Wherein L is_iIs the length of the current natural language, L_aveIs the average length of natural language. When the natural language length exceeds the average length of the document,

the larger the value of (A), i.e. the longer the natural language length, the word frequency T_cThe smaller the value of the weight factor of the position of the word is, the problem of overhigh frequency of the word in the long natural language text is effectively avoided, and meanwhile, because the position information of the word is ignored by the traditional TFIDF algorithm, but the first sentence and the last sentence in the text generally contain the summarized information of the whole text, the higher weight is given to the word in the first sentence and the last sentence, so the invention introduces the weight factor of the position of the word₃When extracting keywords from natural language, weighting factors are given to word vectors in the first sentence and the last sentence of the text₃(0＜₃< 1), when words of the rest positions of the natural language are calculated,₃taking the value as 0; in addition, the prior art does not consider the influence of different distribution of the keywords on the weights of the keywords while depending on the word frequency too much, so the information quantity of the keywords is taken as the control coefficient of the TFIDF value of the keywords to be recorded into the final result, and the larger the information quantity of the keywords is, the larger the TFIDF value of the keywords is.

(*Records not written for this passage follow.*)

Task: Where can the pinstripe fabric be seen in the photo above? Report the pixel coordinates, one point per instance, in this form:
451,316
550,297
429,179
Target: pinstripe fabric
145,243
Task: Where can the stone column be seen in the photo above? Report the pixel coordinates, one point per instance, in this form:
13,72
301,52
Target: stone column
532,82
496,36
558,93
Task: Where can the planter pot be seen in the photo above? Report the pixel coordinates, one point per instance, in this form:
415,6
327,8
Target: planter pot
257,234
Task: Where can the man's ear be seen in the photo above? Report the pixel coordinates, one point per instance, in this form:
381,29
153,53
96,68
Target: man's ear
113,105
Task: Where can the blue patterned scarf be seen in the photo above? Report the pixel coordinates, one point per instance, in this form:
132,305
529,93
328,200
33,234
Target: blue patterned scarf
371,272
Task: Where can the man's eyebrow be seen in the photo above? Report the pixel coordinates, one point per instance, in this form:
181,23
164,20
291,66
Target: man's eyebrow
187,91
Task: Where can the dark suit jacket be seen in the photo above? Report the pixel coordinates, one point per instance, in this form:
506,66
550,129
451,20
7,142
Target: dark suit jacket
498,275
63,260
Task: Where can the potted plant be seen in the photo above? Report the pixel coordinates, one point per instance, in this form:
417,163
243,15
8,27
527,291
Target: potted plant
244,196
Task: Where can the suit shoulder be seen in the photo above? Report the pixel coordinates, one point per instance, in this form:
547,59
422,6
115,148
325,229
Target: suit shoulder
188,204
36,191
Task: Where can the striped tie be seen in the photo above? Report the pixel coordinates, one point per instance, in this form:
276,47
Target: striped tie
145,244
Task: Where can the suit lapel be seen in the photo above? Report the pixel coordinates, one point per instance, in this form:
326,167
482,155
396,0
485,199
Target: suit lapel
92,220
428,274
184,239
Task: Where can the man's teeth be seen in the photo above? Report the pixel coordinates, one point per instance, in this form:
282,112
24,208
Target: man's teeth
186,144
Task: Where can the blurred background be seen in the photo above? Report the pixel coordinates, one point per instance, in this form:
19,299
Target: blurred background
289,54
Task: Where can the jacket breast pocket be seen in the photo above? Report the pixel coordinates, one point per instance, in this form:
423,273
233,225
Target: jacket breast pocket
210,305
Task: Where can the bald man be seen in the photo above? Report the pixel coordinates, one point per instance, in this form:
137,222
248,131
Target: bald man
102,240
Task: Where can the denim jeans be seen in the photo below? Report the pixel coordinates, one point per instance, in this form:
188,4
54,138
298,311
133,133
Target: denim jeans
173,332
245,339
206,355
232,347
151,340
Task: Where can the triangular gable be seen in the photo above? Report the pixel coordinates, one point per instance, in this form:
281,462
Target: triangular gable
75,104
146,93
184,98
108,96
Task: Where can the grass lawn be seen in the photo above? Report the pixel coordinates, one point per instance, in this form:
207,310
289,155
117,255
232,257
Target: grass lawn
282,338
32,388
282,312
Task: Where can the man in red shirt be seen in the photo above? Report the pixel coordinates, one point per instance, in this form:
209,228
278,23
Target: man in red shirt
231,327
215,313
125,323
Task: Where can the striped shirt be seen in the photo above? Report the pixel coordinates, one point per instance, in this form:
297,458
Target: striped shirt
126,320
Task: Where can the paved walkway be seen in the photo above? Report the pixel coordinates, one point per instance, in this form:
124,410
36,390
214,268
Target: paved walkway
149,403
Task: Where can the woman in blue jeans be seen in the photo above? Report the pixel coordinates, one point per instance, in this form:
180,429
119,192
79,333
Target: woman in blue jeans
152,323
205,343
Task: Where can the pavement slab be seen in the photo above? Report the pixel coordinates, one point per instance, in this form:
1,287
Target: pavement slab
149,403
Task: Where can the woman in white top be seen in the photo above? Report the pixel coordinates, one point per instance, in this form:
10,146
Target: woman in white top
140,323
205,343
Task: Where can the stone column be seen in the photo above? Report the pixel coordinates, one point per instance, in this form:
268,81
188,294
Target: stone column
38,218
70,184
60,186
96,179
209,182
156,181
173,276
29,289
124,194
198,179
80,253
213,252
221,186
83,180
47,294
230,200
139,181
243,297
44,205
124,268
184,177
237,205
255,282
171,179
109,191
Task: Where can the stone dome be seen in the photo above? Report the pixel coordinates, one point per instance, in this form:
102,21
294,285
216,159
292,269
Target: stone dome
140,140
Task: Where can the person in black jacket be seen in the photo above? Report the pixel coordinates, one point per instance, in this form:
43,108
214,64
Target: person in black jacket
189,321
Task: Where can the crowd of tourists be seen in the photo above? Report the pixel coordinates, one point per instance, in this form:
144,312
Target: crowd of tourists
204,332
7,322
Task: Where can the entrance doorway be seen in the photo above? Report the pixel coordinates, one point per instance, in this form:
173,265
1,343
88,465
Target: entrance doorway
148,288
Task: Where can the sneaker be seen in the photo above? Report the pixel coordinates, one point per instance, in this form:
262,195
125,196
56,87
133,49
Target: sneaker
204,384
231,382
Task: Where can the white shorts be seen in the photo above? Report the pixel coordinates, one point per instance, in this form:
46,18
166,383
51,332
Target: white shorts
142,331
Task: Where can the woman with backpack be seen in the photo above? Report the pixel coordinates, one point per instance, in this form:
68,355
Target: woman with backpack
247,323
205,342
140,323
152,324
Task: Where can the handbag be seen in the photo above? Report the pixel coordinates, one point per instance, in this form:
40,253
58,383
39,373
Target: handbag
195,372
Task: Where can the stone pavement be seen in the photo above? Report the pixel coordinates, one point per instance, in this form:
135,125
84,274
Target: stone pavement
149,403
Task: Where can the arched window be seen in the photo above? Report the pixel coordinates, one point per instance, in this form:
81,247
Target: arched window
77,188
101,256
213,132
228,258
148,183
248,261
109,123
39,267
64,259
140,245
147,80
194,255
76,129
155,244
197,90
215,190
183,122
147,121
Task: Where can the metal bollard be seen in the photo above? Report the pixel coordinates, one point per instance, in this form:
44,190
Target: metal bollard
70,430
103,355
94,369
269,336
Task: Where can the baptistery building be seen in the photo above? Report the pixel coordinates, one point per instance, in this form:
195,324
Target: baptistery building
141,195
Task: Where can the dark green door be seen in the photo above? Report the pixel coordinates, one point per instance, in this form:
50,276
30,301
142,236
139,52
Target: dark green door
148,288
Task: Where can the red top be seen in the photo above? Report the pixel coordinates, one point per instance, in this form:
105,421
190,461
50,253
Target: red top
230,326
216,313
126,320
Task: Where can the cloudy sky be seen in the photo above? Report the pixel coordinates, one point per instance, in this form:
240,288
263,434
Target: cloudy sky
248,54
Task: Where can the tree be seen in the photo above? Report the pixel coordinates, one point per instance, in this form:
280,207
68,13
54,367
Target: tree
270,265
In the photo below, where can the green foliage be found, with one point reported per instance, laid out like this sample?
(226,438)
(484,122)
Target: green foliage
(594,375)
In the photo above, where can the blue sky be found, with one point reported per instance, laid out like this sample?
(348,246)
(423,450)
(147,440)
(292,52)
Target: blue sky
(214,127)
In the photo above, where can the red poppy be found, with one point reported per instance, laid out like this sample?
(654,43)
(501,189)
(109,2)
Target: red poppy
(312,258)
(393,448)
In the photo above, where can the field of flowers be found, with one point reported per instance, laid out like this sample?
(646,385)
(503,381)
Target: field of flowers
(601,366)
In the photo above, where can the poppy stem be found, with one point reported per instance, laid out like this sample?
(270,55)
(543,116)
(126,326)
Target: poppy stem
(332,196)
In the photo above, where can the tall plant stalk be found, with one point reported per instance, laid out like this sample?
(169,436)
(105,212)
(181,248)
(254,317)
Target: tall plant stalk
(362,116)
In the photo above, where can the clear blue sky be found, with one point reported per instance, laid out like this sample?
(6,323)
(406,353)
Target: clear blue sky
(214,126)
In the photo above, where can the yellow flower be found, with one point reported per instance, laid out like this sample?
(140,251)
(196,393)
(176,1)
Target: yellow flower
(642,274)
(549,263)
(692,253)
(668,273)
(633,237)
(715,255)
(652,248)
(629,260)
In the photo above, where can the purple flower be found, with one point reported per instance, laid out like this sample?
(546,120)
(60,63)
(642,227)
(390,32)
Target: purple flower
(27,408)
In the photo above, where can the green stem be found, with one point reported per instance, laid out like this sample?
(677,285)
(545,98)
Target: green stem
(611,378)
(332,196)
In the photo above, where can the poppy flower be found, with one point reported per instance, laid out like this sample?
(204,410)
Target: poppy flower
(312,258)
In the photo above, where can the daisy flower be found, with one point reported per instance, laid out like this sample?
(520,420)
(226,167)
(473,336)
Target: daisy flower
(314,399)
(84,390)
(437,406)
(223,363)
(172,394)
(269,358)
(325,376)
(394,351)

Finally, aiming at the problem that a large amount of effective training data is needed when the existing machine learning model is trained, the invention trains the machine learning model by using an active learning mode, a semantic analyzer does not passively receive data provided by a user, but actively requires the user to label sample data selected by the current semantic analyzer, continuously selects useful samples according to a sample selection strategy, and simultaneously continuously trains the semantic analyzer through the samples to ensure that the semantic analyzer achieves satisfactory performance. Compared with the existing training mode which needs a large amount of effective data for training, the method and the device have the advantages that the useful sample data is selected from a small amount of unlabeled data in an iterative mode, the sample data meeting the requirements is selected and correctly labeled, and the number of the samples needed in the training process of the semantic analyzer is effectively reduced.

Drawings

Fig. 1 is a schematic flowchart of a semantic parsing method for natural language according to an embodiment of the present invention;

the implementation, functional features and advantages of the objects of the present invention will be further explained with reference to the accompanying drawings.

Detailed Description

It should be understood that the specific embodiments described herein are merely illustrative of the invention and are not intended to limit the invention.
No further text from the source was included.